Episode 13

Beejal shares her remarkable journey, outlining her descent and her recovery

Episode Notes

This week Roksana is joined by Beejal Coulson, Rapid Transformational Therapy (RTT) coach and founder of Quantum Life Technique. Beejal is a wife and mum who had fallen out of love with the daily grind of teaching as a marketing lecturer. During this time, she also developed two autoimmune conditions that resulted in her inability to continue working. On the podcast, Beejal shares remarkable her journey of transformation as she started the journey of healing and discovering her life’s purpose.

In this episode, you’ll learn:

  • The reason for the physical, mental, emotional, and spiritual strain she experienced

  • The value of listening to yourself without questioning and judging.

  • Knowing that your body can heal itself instead of falling at the mercy of medical intervention. Take responsibility for your own health!

  • What were the “healing habits” that allowed Beejal to get to a better point in her life?

  • Seeing that life doesn’t happen to us, but life happens for us

  • Learning to accept yourself. Being different is great!

About Beejal Coulson:

After living with IBS for many years, experiencing a nervous breakdown and being diagnosed with Anxiety and Hypothyroid I have been able to be liberated from the understanding of the root causes and be reprogrammed to live life without compromise as a result of training in and experiencing Rapid Transformational Therapy. I am a highly experienced with an astounding track record of successes.

My curiosity to want to live an extraordinary life led me to creating and founding Quantum Life Technique. I discovered my highest potentials and aligned to them and shared the process with my clients who were able to fast tracked their futures.

Work with me and your life will be transformed and you will be empowered so you too can live the life you love.

You can find Beejal Coulson on…

Website: https://beejalcoulson.com/

LinkedIn: https://www.linkedin.com/in/beejal-coulson-b45a438/

Facebook: https://www.facebook.com/beejalcoulson/

Instagram: https://www.instagram.com/beejalcoulson/

Get Beejal’s book here! https://www.amazon.com/Ignite-Female-Change-Makers-Exceptional-ebook/dp/B088P7MFK9/

Transcript

[Roksana] My guest on today’s show is Beejal Coulson. She’s a wife and a mum. During her career as a marketing lecturer, she found she had fallen out of love with the daily grind of teaching, and around this time Beejal develop not one but two autoimmune conditions resulting in her inability to continue work. Beejal took her health and her life into her own hands and began a journey of healing and aligning healing with her purpose. Today, Beejal shares her journey of transformation.
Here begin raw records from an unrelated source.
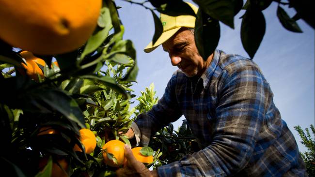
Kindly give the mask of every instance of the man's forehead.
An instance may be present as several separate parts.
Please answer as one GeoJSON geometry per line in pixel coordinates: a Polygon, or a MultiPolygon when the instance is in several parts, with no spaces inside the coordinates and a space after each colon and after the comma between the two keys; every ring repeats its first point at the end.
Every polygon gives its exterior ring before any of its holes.
{"type": "Polygon", "coordinates": [[[174,46],[186,43],[188,41],[188,37],[186,31],[182,31],[176,33],[172,37],[162,44],[163,49],[173,47],[174,46]]]}

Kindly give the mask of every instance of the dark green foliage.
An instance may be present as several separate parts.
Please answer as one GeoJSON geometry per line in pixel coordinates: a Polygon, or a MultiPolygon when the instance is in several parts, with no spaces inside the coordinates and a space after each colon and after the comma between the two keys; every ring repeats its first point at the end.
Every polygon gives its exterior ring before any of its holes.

Welcome Beejal!

[Beejal] Hi Roksana, thank you for having me.

[Roksana] You’re welcome, thank you for making some time for me today. Beejal, I’d love to know a little bit about your back story.

[Beejal] So, I moved to the UK when I was four years old from Kenya… my grandparents were born in India and we lived in the suburbs of North West London, and I moved to St. Albans about 14 years ago. I live with my husband and teenage daughter and for me my father was a great role model for me growing up and I was the eldest. I had a sister and a brother who quite young a lot younger than me and for me, my opportunity came when I went- when I left home to study, when I left for University. For me it was freedom more than anything and perhaps I wasn’t studying at the time what was my passion, but it was it was almost like a gateway to discovering who I was and what I liked and there was so much that there was for me to discover… and you know as a child I loved art and music but unfortunately that had been frowned upon. So I had studied Sciences to begin with but I found my way at University studying business and I then went on to qualify for an MBA, and I became a University lecture at quite a young age in Marketing to begin with, then also taught Psychology and I ended up teaching for a long time, 21 years. I loved, my job, I loved teaching, I loved inspiring others. I got to travel around the world as well and teach and it was my passion. I was good at it, I loved sharing, I loved putting things together, I loved being creative in the way I presented… and it was something… students really really- they enjoyed and I was very popular as a lecturer and um I I just found a lot of contentment, fulfilment from what I did. But there was one aspect that that wasn’t working for me and it was showing up in my health. My health was depleting over the years and it was getting incredibly challenging to put on a show to present, and I was usually teaching in the hundreds not just like 15 students, 20 students- 100 students, 200 students… very, very demanding… and the one aspect that I found wasn’t working for me… I wasn’t feeling valued/feeling rewarded. I found myself working a lot. I found myself working, and I couldn’t keep up with the level of work. It was just mounting instead of getting less despite being established as a lecturer, so I found that the balance in my life wasn’t there and in the end my body rebelled. It whispered, it nudged, it shouted and then it screamed. In the the end I had a breakdown.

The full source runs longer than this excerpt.